William Theodorou, JHU:
Two months after the controversial election that brought SYRIZA to power, the Tsipras administration is struggling to uphold its campaign promises while securing an extension of the country’s bailout. On Monday, the Greek Prime Minister, Alexis Tsipras, travelled to Berlin to meet Angela Merkel for what he called “emergency talks,” in order to further address the debt crisis that Greece is facing. At the joint press conference, it became clear that Merkel and Greece’s European creditors would not offer Greece emergency aid unless the administration enacts the structural reforms that Tsipras agreed to when an extension was granted in February. As June draws near, Merkel is becoming fearful that the political ideals of the Greek administration may lead to an impasse that would force Greece to leave the euro and return to the drachma, an outcome neither side wants to see come to fruition.
If Greece were to leave the euro, the country would feel the impact of rapid inflation due to a severely devalued currency, and the quality of life in Greece would continue its decline.
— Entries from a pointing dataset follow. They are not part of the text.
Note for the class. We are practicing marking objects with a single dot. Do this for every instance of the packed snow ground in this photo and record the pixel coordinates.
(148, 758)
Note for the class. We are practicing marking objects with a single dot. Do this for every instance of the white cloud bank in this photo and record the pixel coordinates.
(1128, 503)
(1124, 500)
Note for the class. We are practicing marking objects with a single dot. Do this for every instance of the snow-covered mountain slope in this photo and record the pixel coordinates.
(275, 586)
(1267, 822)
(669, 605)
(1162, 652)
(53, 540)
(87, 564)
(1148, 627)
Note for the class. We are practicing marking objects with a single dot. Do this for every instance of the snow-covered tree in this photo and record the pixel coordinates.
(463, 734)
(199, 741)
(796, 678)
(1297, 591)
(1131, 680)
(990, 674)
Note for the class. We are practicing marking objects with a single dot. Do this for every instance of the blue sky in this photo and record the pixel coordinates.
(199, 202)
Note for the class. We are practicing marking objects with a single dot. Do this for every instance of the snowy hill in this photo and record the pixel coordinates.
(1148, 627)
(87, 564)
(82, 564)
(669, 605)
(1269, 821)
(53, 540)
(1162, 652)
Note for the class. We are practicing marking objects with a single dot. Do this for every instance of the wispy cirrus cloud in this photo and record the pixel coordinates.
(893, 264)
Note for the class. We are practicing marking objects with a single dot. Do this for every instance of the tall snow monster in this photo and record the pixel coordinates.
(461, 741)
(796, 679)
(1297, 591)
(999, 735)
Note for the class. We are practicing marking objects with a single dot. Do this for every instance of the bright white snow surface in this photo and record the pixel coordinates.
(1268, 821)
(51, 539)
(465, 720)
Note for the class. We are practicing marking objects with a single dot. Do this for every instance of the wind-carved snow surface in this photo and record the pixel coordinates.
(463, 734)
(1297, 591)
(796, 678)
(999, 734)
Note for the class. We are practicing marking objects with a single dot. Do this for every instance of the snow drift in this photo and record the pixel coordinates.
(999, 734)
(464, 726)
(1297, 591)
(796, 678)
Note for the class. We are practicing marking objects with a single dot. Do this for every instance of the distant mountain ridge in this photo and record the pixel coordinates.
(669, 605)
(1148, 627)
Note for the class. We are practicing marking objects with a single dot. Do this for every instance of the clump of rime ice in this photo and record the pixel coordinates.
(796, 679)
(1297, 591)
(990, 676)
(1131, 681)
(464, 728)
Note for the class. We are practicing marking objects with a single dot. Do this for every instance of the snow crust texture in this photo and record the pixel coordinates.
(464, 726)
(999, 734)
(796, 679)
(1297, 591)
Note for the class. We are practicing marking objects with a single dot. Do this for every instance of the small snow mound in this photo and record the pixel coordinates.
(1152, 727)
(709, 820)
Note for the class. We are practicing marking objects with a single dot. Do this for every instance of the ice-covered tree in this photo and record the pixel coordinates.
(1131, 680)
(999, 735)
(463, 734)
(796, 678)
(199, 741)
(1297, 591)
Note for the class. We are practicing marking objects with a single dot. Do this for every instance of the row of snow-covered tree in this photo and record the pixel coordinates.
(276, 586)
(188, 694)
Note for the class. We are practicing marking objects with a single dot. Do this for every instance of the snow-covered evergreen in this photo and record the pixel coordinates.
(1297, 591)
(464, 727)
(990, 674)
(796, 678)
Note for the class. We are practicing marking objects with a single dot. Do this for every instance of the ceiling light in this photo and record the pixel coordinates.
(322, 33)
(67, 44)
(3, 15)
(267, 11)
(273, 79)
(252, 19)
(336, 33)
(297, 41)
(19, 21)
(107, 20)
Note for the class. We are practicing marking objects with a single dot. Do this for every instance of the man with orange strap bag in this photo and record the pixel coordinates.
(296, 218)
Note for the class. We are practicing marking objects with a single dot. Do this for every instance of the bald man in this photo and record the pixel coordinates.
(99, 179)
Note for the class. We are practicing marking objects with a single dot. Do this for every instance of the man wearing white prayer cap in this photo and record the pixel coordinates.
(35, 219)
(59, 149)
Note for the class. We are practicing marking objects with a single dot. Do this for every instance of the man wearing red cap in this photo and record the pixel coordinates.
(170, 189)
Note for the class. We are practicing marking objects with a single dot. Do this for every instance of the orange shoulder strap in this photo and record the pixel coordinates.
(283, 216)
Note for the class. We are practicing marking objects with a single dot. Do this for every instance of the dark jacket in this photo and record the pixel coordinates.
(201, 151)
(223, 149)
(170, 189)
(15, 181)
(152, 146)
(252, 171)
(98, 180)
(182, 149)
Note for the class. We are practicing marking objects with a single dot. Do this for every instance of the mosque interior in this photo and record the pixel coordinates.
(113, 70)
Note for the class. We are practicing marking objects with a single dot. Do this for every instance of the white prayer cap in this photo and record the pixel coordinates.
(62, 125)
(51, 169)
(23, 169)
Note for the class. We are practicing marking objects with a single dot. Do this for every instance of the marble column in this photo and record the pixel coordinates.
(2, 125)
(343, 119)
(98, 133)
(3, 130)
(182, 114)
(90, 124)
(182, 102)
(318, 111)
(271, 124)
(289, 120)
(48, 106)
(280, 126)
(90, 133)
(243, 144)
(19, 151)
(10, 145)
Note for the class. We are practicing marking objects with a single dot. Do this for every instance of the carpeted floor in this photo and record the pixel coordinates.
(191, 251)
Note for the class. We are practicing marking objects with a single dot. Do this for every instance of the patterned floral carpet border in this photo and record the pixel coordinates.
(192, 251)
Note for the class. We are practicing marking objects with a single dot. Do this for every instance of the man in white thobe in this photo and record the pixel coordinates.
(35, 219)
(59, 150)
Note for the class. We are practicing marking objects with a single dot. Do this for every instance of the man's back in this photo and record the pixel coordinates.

Michalis Chrysohoidis, the Greek Minister of Civilian Protection recently said that Greece “will end up in civil war if the country exits the Eurozone.” The riots of the past few years will seem negligible compared to the civil unrest expected if Greece defaults on her debt and, according to a UBS study, the country’s GDP experiences a 50% decline.
But as a “Grexit” becomes more and more likely, the government is plagued by a cash flow dilemma that lead to the withdrawal of 13 billion euros in January alone. Some Eurozone economists have predicted that the Greek government will run out of money by the second week of April, a reality of which Tsipras is cognizant; this past week, the government auctioned 1 billion euros in treasury bills in order to pay government workers and already-reduced pensions.
In essence, Tsipras has until June to convince the European Central Bank and International Monetary Fund that Greece has started and will continue to reform its economy with the goal of becoming a self-sustainable country. In order to achieve this, Greek Parliament will be forced to pass austerity measures that will include further privatizations, pension reductions, and a reformed mode of tax collection. But it is a tall order to expect a radical-leftist to push through legislation that is so clearly capitalist and conservative in its nature. Therefore, Tsipras will have to decide between national bankruptcy and honoring his campaign, because it seems that Tsipras will have to compromise the anti-austerity platform on which he ran if he truly wants the euro to remain in Greece.
This inevitability has become apparent in the past few weeks as the ideology of SYRIZA’s platform, something that captivated the Greek people during the election, is now the source of disunity within the party. Simply put, the party’s ideas oppose the desires of Greece’s lenders. Tsipras is earnestly attempting to run the Greek government along a middle ground that will satisfy both his creditors and people, but it is hard to run on a path that doesn’t exist. Concessions on either side work only infuriate the other; Panagiotis Lafazanis, a leader of SYRIZA’s far-left faction, was angered by Tsipras’ agreement to privatize state assets. Mr. Lafazanis is also angry at the apparent acceptance of the memorandum because of the administration’s failure to annul the present terms of Greece’s bailout.
While Tsipras attempts to show a unified front within his own party, the disapproval of the remaining members of parliament is reaching its apex. Evangelos Venizelos, president of the social democratic party, PASOK, accused the administration of being “grossly unprepared and naïve,” while other right-leaning ministers are biding their time until Tsipras is forced to pass austerity measures or accept default.
In a broader sense, the success of SYRIZA will speak volumes to the rest of Europe. If Tsipras is somehow able to find a way to appease Greece’s creditors while remaining popular domestically, other southern European countries such as Portugal, Spain and Italy will inevitably see SYRIZA-like governments ride the anti-austerity platform to power. If successful, SYRIZA will finally show that the EU does not have to function as a giant international welfare system in which self-sufficient, northern European countries economically control southern European countries. The EU can instead function as it was originally meant to by joining the powers of Europe in an effort to open trade and help each country compete with the U.S and China on the global market. However, if Tsipras fails, all of these struggling countries will find their economic sovereignty chained to the whims of European creditors who will continue to dole out loans with ridiculously high interest rates, and this cycle of bailouts and austerity measures will continue as these inefficient countries are left depleted by the greed of foreign creditors.
It is highly unlikely that Tsipras will be able to appease the IMF, ECB and people of Greece; he can be either anti-austerity or pro-austerity. Unless creditors save Greece for humanistic reasons, Greece will default on her debts come June. The government will be bankrupt and will still be harangued by the ever increasing cash flow dilemma that will not be solved even if Tsipras succeeds in eradicating tax evasion as promised. In the short term, Greece will experience tremendous hardship, but at the moment, this debt crisis is insurmountable; Greece cannot pay back this debt, and will most likely never be able to. The decision that rests in Tsipras’ hands is whether to encourage this austerity cycle, or to accept default and start again at the immediate cost of his people.